Industri Gim Indonesia Dinilai Berpotensi Dukung Pertumbuhan Ekonomi
- 29 Mei 2026 23:40 WIB
- Pusat Pemberitaan
Poin Utama
- Pemerintah sudah menerbitkan Perpres No.19 Tahun 2024 tentang Percepatan Industri Gim. “Perpres ini mengatur program pengembangan SDM serta penguatan regulasi kompetensi dan klasifikasi gim
- Tantangan utama industri gim adalah terbatasnya pendanaan untuk membiayai biaya produksi yang tinggi. Persoalan lainnya adalah rendahnya monetisasi, terbatasnya ketersediaan SDM spesialisasi bidang gim, dan maraknya pembajakan
- Indusri gim membutuhkan insentif fiskal maupun kebijakan pendanaan khusus yang secara langsung ditujukan untuk mendukung penguatan industri gim nasional
RRI.CO.ID, Jakarta – Industri gim di Indonesia berpotensi besar untuk mendukung pertumbuhan ekonomi nasional. Namun, sektor industri belum sepenuhnya mendapat perhatian dari pemerintah.

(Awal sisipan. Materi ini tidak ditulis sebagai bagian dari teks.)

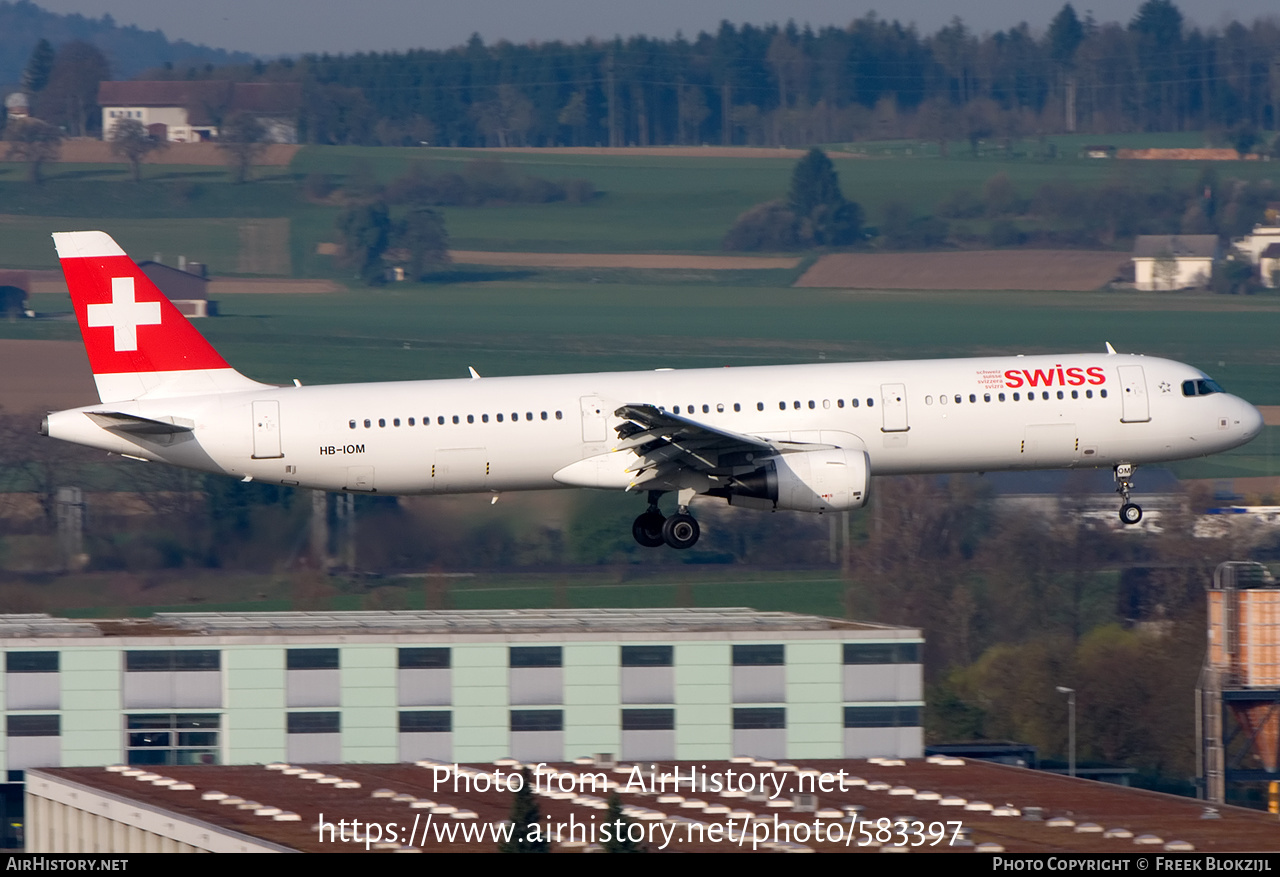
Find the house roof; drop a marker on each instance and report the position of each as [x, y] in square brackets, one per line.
[205, 100]
[1152, 246]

Padahal pemerintah sudah menerbitkan Perpres No.19 Tahun 2024 tentang Percepatan Industri Gim. “Perpres ini mengatur program pengembangan SDM serta penguatan regulasi kompetensi dan klasifikasi gim,” kata Ekonom dari lembaga kajian ekonomi dan keuangan INDEF, Andri Satrio Nugroho dalam pernyataan tertulisnya, Jumat, 29 Mei 2026.

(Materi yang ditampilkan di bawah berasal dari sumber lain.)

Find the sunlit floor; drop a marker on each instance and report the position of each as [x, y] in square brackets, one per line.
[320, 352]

Namun, hingga saat ini, indusri gim belum mendapat insentif fiskal maupun kebijakan pendanaan khusus. Utamanya yang secara langsung ditujukan untuk mendukung penguatan industri gim nasional.
Tantangan utama industri gim, menurut Andri, masih seputar terbatasnya pendanaan untuk membiayai biaya produksi yang tinggi. Persoalan lainnya adalah rendahnya monetisasi, terbatasnya ketersediaan SDM spesialisasi bidang gim, dan maraknya pembajakan.
“Pengembangan industri gim berpotensi meningkatkan PDB Indonesia sebesar Rp35,07–71,04 triliun. Selain itu, dapat menciptakan 29,4–69,1 ribu tenaga kerja langsung dan 1,03 juta tenaga kerja tidak langsung,” ujar Andri.
Selain menciptakan nilai ekonomi langsung, industri gim juga mendorong pertumbuhan ekosistem digital lainnya. Seperti e-sport, content creator, platform streaming, dan industri hiburan.
Secara global, industri e-sport diproyeksikan tumbuh dari US$3,2 miliar pada 2025 menjadi US$25 miliar pada 2035. Pada tahun 2025, pasar gim Indonesia nilainya mencapai Rp33,6 triliun dengan 154 juta pemain.
Sehingga Indonesia menjadi pasar terbesar industri gim di Asia Tenggara. Sedangkan di dunia, Indonesia menempati peringkat ke-15.
“Meski memiliki pangsa pasar besar, pengembang gim lokal di pasar domestik masih minim. Selain itu, sebagai besar manfaat ekonominya masih mngalir ke luar negeri,” ujar Andri.
Rekomendasi Berita
Memuat berita terbaru.....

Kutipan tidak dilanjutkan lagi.